3. Keeping your feelings to yourself and bottling up your emotions.
One of the best ways to relieve anxiety is to discuss your worries with others. This is why occupations such as psychiatrists and psychoanalysts exist. However, you don’t need a psychotherapist of any kind to help you when you’re feeling this way. Simply talking to a trusted family member, authority figure, or a friend can be beneficial. If there’s no one in your life you feel you can open up to, there are many online groups and communities where you can connect with others like you, who share similar beliefs and or are enduring the same kinds of struggles. Such groups can bring you hope, comfort, and can aid you on your road to recovery. Just know that you never have to share more than you feel comfortable with.
Another bad habit is bottling up your emotions. As humans, we are naturally emotional beings–It’s what helps us survive and connect with others. Do not try and mask your emotions by pretending like everything is alright. We all have bad days and It’s ok to look and feel down once in a while. Chances are good that those who notice, have been through it themselves and can offer their own advice. Whatever you do, find someone to talk to!
4. Fighting the feelings instead of observing and accepting them
Perhaps the single most important reason for why you’re still anxious is constantly trying to fight the thoughts, feelings, and sensations that go along with anxiety. In Claire Weeks’ book, “Hope and help for your nerves” (which i highly recommend)
Click here to get it, she talks about accepting your feelings in the interim and letting go of the need to be in control. Stop over-analyzing what you’re going through. Instead, embrace the feelings and understand that they are a natural part of being human.
In fact, I’d suggest you learn to happily invite the feelings into your mind and body with open arms. It’s only when we’ve whole-hardheartedly accepted anxiety that we can heal from it….Stop running away from your fears. I remember vividly in spring 2009 when I did just that; I decided that I had had my last panic attack while driving. As the all too familiar feeling swept over me, instead of pulling over the car as I had normally done, I continued to drive. Even as both my hands felt completely numb from fear and my heart felt like it was beating out of my chest..I did not stop the car.
Within minutes, I felt the feelings leave my body, my breathing slowed down, and an overwhelming feeling of calm came over me. It was at that very moment that I discovered that I could in fact do anything WHILE feeling the awful feelings of fear…and that I would survive doing so.

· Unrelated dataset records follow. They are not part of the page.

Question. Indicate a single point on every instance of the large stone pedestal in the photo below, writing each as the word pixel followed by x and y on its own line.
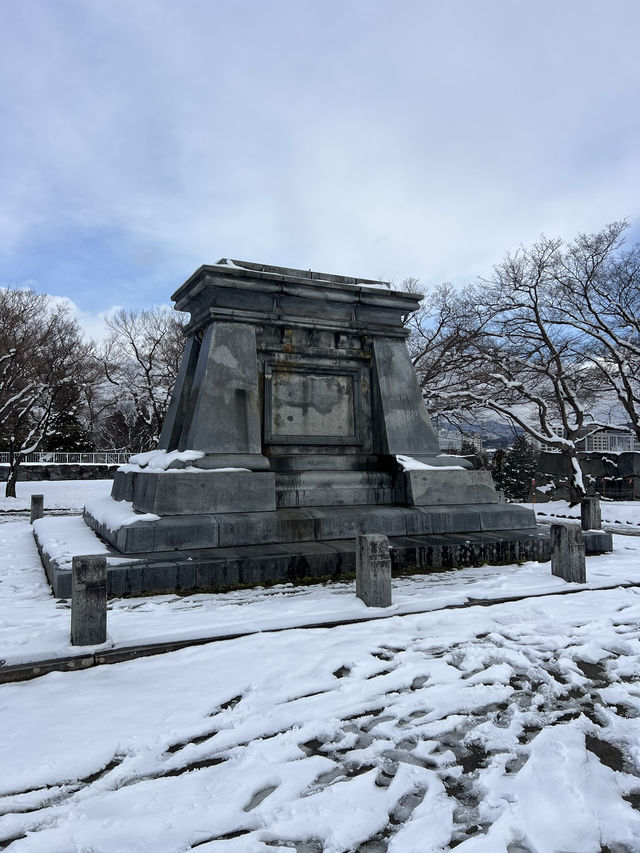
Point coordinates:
pixel 295 397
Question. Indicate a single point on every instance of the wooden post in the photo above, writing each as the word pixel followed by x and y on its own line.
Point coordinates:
pixel 567 553
pixel 88 600
pixel 373 570
pixel 37 507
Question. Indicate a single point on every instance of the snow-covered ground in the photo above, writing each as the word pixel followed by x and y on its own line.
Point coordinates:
pixel 495 728
pixel 616 515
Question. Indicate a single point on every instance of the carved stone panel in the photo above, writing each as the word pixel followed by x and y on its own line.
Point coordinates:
pixel 312 406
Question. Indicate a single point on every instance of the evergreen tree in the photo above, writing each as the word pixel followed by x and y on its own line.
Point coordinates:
pixel 518 469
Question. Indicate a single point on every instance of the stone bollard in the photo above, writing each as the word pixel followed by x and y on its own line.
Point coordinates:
pixel 590 515
pixel 567 553
pixel 88 600
pixel 37 507
pixel 373 570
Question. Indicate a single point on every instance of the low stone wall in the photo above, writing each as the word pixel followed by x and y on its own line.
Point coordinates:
pixel 31 471
pixel 612 475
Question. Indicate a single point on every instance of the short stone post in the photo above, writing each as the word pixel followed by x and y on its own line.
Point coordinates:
pixel 567 553
pixel 37 507
pixel 373 570
pixel 590 515
pixel 88 600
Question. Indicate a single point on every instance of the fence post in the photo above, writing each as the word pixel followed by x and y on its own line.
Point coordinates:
pixel 37 507
pixel 373 570
pixel 88 600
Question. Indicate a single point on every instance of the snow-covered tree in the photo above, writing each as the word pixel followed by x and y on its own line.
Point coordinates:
pixel 501 346
pixel 515 469
pixel 44 366
pixel 598 287
pixel 140 360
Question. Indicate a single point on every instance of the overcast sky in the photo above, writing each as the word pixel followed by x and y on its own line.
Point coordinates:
pixel 141 139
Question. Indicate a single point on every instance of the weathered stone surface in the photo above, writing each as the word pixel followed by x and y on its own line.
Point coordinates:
pixel 122 489
pixel 37 507
pixel 401 420
pixel 568 553
pixel 221 568
pixel 590 515
pixel 597 542
pixel 628 464
pixel 308 374
pixel 334 488
pixel 426 487
pixel 88 600
pixel 373 570
pixel 190 492
pixel 223 415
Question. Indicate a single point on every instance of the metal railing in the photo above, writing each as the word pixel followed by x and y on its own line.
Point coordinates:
pixel 101 457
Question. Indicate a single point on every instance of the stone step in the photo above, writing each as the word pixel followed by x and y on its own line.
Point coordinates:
pixel 215 569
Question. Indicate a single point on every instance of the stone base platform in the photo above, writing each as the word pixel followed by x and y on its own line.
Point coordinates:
pixel 217 569
pixel 306 524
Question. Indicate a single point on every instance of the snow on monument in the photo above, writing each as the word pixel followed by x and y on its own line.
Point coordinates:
pixel 296 422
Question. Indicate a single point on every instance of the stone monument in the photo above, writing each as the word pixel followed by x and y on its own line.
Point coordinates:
pixel 296 423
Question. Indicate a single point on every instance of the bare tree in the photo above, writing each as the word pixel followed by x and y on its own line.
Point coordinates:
pixel 43 368
pixel 140 362
pixel 598 286
pixel 501 346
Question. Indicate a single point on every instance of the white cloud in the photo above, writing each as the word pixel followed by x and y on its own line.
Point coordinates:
pixel 374 139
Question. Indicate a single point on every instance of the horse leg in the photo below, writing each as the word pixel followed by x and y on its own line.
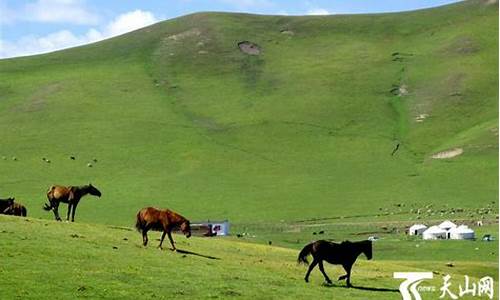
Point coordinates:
pixel 73 212
pixel 323 272
pixel 144 236
pixel 69 210
pixel 347 276
pixel 56 211
pixel 313 264
pixel 171 240
pixel 161 240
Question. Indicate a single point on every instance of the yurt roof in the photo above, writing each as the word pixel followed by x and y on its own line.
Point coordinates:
pixel 462 229
pixel 418 226
pixel 435 229
pixel 447 224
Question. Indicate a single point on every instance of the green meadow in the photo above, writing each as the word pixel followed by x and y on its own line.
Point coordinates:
pixel 332 127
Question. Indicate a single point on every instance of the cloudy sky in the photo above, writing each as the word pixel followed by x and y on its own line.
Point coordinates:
pixel 39 26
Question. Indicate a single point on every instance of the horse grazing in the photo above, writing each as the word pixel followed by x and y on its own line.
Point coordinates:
pixel 344 254
pixel 6 205
pixel 71 195
pixel 18 210
pixel 161 220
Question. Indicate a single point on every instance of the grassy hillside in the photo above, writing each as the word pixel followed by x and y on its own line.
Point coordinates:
pixel 44 259
pixel 177 116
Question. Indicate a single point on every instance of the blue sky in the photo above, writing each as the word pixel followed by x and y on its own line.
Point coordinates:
pixel 39 26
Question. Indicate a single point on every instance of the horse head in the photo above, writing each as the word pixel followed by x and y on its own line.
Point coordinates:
pixel 367 249
pixel 186 228
pixel 93 190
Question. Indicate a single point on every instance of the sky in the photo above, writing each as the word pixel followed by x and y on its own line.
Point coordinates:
pixel 29 27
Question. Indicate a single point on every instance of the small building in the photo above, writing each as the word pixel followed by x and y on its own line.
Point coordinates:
pixel 447 225
pixel 462 232
pixel 417 229
pixel 434 233
pixel 210 228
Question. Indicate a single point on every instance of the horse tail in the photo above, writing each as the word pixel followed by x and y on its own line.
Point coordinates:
pixel 47 207
pixel 304 253
pixel 138 222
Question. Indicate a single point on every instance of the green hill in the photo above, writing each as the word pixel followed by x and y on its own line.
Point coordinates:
pixel 327 128
pixel 45 259
pixel 177 116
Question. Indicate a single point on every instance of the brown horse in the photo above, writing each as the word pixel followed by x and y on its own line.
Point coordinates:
pixel 6 205
pixel 161 220
pixel 71 195
pixel 344 254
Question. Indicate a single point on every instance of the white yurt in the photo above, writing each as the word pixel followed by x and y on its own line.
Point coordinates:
pixel 434 233
pixel 462 232
pixel 417 229
pixel 447 225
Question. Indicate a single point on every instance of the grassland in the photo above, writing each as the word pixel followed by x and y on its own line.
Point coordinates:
pixel 284 144
pixel 42 259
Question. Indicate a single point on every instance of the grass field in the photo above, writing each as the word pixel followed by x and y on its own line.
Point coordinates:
pixel 331 127
pixel 43 258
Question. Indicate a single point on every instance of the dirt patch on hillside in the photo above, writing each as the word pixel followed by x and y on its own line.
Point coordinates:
pixel 37 100
pixel 249 48
pixel 287 32
pixel 401 90
pixel 464 45
pixel 448 153
pixel 184 34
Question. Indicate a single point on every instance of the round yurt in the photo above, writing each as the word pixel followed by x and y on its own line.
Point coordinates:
pixel 434 233
pixel 447 225
pixel 462 232
pixel 417 229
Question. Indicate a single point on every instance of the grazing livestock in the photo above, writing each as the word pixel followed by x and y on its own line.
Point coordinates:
pixel 344 254
pixel 6 205
pixel 150 218
pixel 19 210
pixel 70 195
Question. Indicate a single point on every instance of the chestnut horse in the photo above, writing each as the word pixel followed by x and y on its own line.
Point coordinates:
pixel 71 195
pixel 344 254
pixel 150 218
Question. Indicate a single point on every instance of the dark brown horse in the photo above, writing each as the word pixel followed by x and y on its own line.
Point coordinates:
pixel 6 205
pixel 150 218
pixel 344 254
pixel 19 210
pixel 70 195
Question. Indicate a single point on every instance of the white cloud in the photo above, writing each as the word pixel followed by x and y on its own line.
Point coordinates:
pixel 130 21
pixel 29 45
pixel 60 11
pixel 318 12
pixel 50 11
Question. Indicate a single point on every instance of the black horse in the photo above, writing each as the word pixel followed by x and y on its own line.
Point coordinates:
pixel 68 194
pixel 6 205
pixel 344 254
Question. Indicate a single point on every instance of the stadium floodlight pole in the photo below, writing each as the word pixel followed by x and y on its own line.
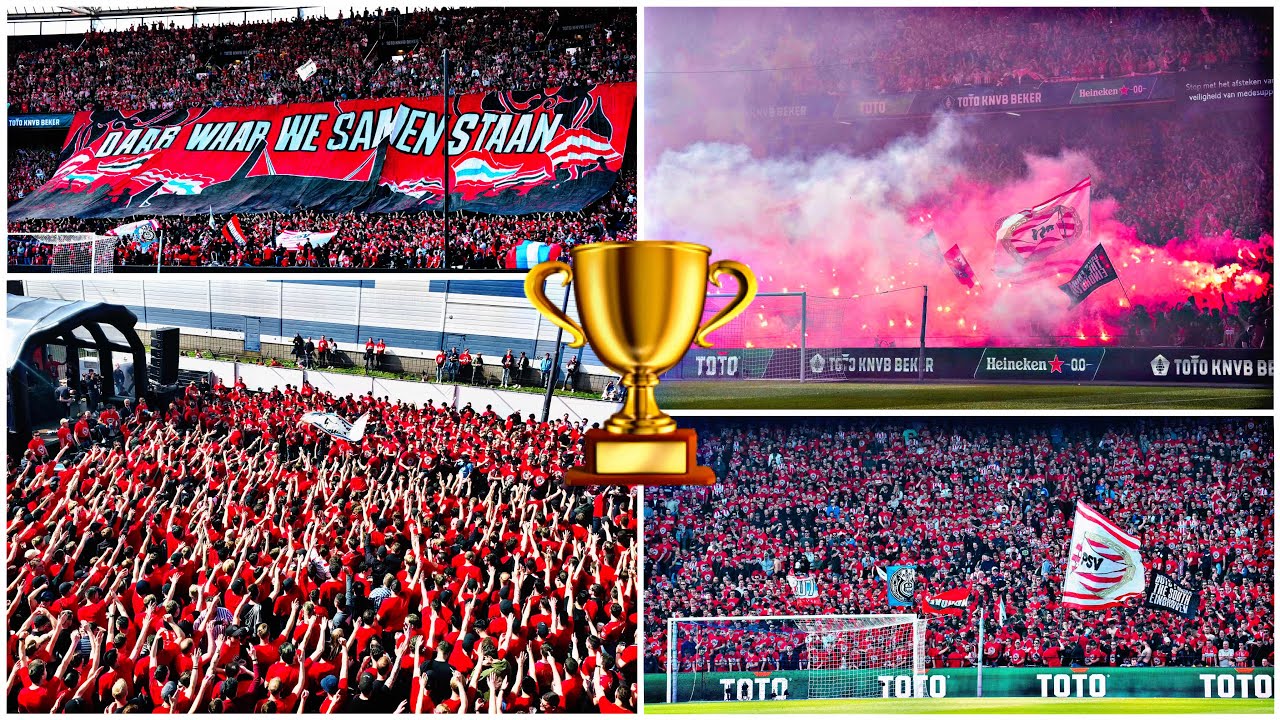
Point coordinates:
pixel 671 659
pixel 804 331
pixel 560 338
pixel 444 76
pixel 982 629
pixel 924 319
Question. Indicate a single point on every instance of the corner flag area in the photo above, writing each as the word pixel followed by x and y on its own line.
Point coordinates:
pixel 977 705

After that day, I pushed through each and every panic attack that came over me until they eventually stopped all together. You see, it isn’t an overnight process and can take persistent positive thinking and perseverance to truly move past it all.
Where to start
If you want to finally heal and get your life back, you need to start by understanding anxiety, your core fears, and the anatomy of a panic attack. Also, in addition to reversing the aforementioned habits, it’s important to take care of yourself physically as well. That means, getting enough rest and exercising often to rid the body of harmful toxins which can build up and cause a multitude of illnesses. It doesn’t hurt to change your diet as well to include fresh fruits and vegetables whole grains, and healthy protein. Finding a support group which you can open up to can be a wonderful blessing as well.
It’s estimated that over 40 million Americans suffer with some form of anxiety, so you are not alone. The good news is that circumstances do not have to stay the way they are…you are in control of the thoughts and ideas that come into your head. Make them positive today!